Reliance on God vs. self-control

How can we reconcile the meaning of the phrase “Let go and let God” with the virtue of self-control? Don’t the two ideas conflict with each other? Well, no they don’t because the two ideas are dealing with different aspects of living with ourselves and living with others.

Self-control is an attractive and desirable virtue. It involves discipline, the sort of discipline one must have in order to be successful. Take star athletes, for instance. They must have discipline and self-control in order to be the best in their sports. If they have no discipline and eat what they want, drink what they want, fail to train, fail to maintain their health and just “let themselves go,” they will lose their strength, coordination and all those other things that allow them to be the stars that they are.

The same is true in other areas, like relating. Can you relate to others in love and friendship if you allow your feelings of anger to go out of control? And then there are your feelings of resentment, or inferiority, or jealousy. As a matter of fact, all of your feelings, urges and drives have to be controlled if you are going to relate well with others.

I don’t mean they have to be suppressed, squashed or denied. I mean, rather, that they have to be channeled and focused. Feelings are not necessarily bad. But like the energy we call electricity, they have to be channeled and focused in order that they can energize us.

Letting go and letting God has to do with trying to manage outcomes. In much of life, all we can do is give the best of our time and energy to our projects and relationships, and then not try to control the outcomes.

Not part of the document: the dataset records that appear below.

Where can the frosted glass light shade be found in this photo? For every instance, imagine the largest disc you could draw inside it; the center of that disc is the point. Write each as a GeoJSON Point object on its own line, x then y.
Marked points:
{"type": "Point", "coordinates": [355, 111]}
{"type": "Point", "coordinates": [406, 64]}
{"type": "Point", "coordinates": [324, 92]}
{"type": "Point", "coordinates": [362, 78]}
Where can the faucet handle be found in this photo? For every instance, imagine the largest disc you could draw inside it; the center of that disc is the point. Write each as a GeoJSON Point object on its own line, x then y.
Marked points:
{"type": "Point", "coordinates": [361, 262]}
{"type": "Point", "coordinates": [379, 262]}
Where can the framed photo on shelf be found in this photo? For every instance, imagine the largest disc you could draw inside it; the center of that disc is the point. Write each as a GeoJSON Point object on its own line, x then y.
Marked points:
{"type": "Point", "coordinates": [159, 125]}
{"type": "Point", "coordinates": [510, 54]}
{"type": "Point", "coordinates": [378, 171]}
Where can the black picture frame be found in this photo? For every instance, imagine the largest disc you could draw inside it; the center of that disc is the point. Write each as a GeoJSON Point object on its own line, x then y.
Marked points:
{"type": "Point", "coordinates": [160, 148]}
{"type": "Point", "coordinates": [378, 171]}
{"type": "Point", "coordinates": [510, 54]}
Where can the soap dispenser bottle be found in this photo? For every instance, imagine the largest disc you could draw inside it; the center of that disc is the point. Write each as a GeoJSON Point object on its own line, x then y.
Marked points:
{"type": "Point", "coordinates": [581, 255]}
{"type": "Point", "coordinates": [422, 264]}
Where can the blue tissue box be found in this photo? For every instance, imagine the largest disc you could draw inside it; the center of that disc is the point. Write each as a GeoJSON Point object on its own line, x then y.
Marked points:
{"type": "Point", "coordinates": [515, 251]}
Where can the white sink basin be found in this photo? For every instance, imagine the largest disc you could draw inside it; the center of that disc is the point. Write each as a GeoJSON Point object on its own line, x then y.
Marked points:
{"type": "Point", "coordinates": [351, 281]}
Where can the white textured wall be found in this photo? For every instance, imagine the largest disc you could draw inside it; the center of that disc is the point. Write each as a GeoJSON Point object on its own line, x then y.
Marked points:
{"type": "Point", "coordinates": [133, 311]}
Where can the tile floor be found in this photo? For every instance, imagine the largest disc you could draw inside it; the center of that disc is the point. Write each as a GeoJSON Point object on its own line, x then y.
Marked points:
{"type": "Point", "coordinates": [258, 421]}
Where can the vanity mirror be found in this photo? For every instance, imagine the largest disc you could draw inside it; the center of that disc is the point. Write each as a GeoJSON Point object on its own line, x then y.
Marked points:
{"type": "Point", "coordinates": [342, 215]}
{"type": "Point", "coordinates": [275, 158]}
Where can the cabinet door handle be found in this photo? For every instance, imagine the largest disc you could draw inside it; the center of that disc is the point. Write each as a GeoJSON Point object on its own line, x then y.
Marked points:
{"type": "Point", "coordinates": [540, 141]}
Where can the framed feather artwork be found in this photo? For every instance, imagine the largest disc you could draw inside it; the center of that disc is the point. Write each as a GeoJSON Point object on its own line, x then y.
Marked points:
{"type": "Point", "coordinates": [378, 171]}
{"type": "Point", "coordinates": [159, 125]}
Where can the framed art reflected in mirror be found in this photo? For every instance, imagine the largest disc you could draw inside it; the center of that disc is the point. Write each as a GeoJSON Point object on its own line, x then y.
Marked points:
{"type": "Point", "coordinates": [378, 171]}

We have to recognize that we are not the center of the universe, that we have to fit ourselves into the larger scheme of things that exist outside of us, all the while remembering that God has his projects and plans too.

If we are going to live successfully and lovingly with others, we have to rein in our desire to control them. We cannot control what they think and what they feel, along with trying to manipulate and control their decisions. We have to respect their freely-willed choices just as God respects them. Does God control your choices? Why, then, do you think you have the right to control the choices of others around you? Or control outcomes?

Letting go and letting God means we have to treat others in the same way God treats them.